While Canara Robecco Equity is opportunistic, Quantum Long-term Equity has a cost advantage

Which fund is better between Canara Robecco Equity and Quantum Long-term Equity? I would also like your opinion on IDFC Premier Equity Plan A.

Answering your first question, both are good funds. But both are a little different from one another. Canara Robecco Equity Diversified has been fairly opportunistic. It has done extremely well over the past 4 years and generated nice returns, but it is not following a very well articulated principle. Compared to that, Quantum Long Term Equity has 1 per cent lower expense. That apart, it has a very well-knit portfolio of proven companies, which has so far not exceeded 25 stocks. Both funds are different and both have produced similar returns. If both do just as well over a long period of time, Quantum Long Term Equity will generate superior returns simply because it has nearly a 1 per cent cost advantage on an annual basis.

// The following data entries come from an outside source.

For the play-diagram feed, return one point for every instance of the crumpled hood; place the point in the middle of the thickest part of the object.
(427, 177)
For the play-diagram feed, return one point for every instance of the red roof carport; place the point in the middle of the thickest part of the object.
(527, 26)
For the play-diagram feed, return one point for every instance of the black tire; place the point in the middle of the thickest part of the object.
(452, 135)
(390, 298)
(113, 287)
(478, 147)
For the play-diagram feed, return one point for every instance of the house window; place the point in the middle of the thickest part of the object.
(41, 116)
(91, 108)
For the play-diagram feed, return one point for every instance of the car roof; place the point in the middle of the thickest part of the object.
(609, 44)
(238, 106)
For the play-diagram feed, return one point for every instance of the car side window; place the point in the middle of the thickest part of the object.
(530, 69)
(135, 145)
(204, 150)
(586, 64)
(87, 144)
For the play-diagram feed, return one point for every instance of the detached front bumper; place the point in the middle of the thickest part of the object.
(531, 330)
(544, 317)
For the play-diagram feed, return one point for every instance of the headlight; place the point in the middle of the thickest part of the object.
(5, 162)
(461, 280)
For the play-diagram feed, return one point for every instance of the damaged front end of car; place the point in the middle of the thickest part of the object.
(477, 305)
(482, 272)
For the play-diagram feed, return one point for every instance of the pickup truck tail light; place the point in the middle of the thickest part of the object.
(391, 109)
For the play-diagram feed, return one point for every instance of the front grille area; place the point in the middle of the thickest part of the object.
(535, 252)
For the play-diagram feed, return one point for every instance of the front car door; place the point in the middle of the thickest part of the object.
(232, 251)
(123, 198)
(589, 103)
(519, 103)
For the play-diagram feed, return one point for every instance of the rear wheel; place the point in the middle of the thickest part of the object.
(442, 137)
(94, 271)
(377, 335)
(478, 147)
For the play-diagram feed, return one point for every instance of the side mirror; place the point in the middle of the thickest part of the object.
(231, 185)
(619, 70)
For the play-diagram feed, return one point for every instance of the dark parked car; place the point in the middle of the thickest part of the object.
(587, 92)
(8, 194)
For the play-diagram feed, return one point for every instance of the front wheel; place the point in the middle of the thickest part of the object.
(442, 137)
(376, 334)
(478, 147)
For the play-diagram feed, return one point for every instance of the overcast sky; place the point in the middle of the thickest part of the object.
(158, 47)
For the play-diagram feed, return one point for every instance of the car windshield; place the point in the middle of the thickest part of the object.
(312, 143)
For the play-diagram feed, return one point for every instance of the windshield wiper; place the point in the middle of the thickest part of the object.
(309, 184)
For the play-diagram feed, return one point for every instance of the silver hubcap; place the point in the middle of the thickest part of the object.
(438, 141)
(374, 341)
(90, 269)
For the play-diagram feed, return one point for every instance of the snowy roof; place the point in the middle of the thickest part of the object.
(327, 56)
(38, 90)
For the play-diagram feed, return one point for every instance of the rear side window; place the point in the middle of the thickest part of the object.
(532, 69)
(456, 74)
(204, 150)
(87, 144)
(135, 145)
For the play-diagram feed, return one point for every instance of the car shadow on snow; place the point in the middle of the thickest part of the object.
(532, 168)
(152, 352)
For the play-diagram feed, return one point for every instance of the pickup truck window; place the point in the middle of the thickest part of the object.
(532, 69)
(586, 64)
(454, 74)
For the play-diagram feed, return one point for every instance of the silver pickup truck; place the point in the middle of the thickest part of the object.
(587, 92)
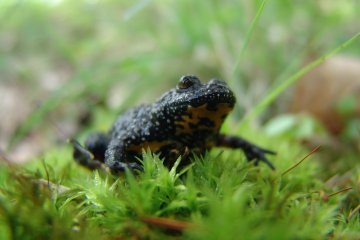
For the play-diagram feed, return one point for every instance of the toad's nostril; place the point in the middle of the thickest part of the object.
(217, 82)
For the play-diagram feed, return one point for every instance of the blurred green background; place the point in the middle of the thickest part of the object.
(67, 64)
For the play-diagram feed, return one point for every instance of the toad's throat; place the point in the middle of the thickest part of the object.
(202, 117)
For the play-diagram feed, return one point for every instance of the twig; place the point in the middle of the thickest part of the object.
(297, 164)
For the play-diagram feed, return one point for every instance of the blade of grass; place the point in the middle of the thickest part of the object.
(259, 108)
(236, 84)
(246, 40)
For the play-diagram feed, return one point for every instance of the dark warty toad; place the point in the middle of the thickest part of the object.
(186, 119)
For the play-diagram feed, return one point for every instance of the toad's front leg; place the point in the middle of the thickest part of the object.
(117, 159)
(252, 152)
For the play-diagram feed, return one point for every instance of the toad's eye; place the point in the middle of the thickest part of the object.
(187, 81)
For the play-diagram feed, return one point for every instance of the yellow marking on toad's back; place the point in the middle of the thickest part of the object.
(217, 117)
(154, 146)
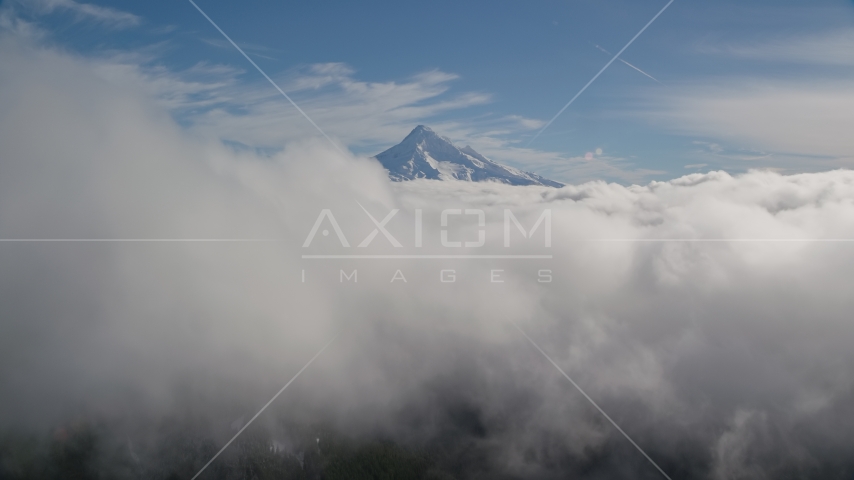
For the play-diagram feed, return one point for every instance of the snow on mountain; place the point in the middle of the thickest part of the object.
(424, 154)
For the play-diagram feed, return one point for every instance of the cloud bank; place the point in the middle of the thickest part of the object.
(721, 359)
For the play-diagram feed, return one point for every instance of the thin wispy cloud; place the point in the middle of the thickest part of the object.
(833, 48)
(107, 16)
(807, 119)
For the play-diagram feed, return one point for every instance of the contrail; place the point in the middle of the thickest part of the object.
(591, 400)
(629, 64)
(266, 76)
(262, 408)
(600, 72)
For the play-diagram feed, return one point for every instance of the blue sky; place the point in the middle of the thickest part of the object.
(738, 85)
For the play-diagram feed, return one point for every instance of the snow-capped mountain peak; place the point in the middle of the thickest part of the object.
(425, 154)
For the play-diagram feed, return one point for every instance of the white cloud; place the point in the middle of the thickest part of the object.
(675, 339)
(107, 16)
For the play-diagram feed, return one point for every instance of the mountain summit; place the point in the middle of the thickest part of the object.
(424, 154)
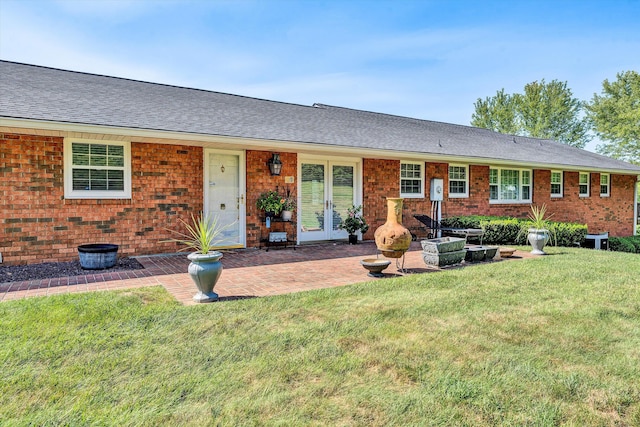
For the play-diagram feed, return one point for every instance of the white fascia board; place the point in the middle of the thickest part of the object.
(209, 141)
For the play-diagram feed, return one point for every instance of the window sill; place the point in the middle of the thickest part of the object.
(510, 202)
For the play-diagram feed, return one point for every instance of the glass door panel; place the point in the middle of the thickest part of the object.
(224, 196)
(342, 193)
(313, 201)
(327, 190)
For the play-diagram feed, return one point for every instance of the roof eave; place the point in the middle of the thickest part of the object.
(212, 141)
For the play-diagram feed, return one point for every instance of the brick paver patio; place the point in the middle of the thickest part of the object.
(249, 272)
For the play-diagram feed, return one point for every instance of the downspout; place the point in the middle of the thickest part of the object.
(635, 207)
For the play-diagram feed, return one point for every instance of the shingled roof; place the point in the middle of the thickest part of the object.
(47, 94)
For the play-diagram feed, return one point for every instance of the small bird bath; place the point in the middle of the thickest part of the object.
(375, 266)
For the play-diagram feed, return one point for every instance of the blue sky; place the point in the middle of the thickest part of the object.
(425, 59)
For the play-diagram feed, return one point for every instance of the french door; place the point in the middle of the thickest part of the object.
(327, 190)
(224, 194)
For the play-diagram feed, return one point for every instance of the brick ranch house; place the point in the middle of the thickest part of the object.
(89, 159)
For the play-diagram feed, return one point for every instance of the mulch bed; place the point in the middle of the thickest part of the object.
(50, 270)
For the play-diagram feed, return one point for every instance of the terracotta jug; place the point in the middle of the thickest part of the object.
(392, 238)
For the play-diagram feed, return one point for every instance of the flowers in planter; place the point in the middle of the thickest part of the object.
(202, 234)
(270, 202)
(273, 203)
(288, 204)
(354, 221)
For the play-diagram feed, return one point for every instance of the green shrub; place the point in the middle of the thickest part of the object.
(505, 231)
(501, 231)
(569, 234)
(621, 244)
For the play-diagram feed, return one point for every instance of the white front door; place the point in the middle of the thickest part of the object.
(224, 194)
(327, 190)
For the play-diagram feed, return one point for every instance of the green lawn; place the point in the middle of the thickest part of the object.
(546, 341)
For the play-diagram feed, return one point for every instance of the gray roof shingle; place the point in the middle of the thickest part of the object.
(41, 93)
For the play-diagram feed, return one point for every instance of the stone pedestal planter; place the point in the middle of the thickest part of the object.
(205, 270)
(444, 259)
(442, 245)
(98, 256)
(538, 239)
(443, 251)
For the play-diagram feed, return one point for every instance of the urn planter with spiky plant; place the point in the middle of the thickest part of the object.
(202, 235)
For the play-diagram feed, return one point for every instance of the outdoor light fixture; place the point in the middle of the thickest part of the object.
(275, 164)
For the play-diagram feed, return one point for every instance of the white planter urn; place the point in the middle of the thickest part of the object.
(205, 270)
(538, 239)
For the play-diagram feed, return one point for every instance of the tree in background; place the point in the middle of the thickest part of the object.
(544, 110)
(615, 117)
(497, 113)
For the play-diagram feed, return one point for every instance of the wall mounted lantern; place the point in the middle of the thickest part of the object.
(275, 164)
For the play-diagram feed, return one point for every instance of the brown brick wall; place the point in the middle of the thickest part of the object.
(37, 224)
(613, 214)
(260, 180)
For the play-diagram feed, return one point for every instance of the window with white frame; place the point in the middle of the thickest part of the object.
(411, 179)
(584, 183)
(556, 184)
(605, 186)
(510, 185)
(97, 169)
(458, 181)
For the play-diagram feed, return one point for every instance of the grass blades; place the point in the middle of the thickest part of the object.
(547, 341)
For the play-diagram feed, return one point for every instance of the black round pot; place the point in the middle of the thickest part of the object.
(98, 256)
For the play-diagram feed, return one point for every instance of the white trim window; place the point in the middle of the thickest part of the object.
(458, 181)
(557, 189)
(97, 169)
(509, 185)
(411, 179)
(605, 185)
(584, 182)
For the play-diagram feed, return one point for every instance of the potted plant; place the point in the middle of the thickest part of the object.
(538, 228)
(353, 223)
(288, 206)
(202, 235)
(270, 202)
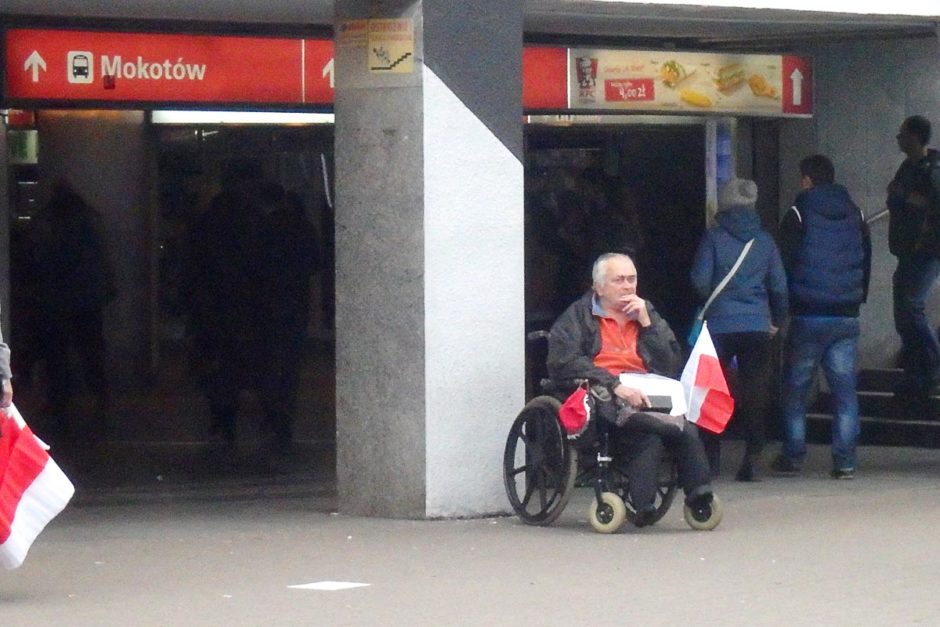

Coming to your second question, IDFC Premier Equity Plan A had done very well till about 3 months back. But now the market decline has taken its toll on it. This fund has a very unusual portfolio, it tries to spot some theme and tries to capitalize on that. The fund was able to withstand the market decline much better till about 2 months back, but now it has crumbled to some extent. We still believe in the fund, even though it is vulnerable to mid- and small-cap stocks. If they do poorly, the fund will suffer. It can also suffer if there is a change in its fund manager leaves. These are the things to keep in mind about this fund.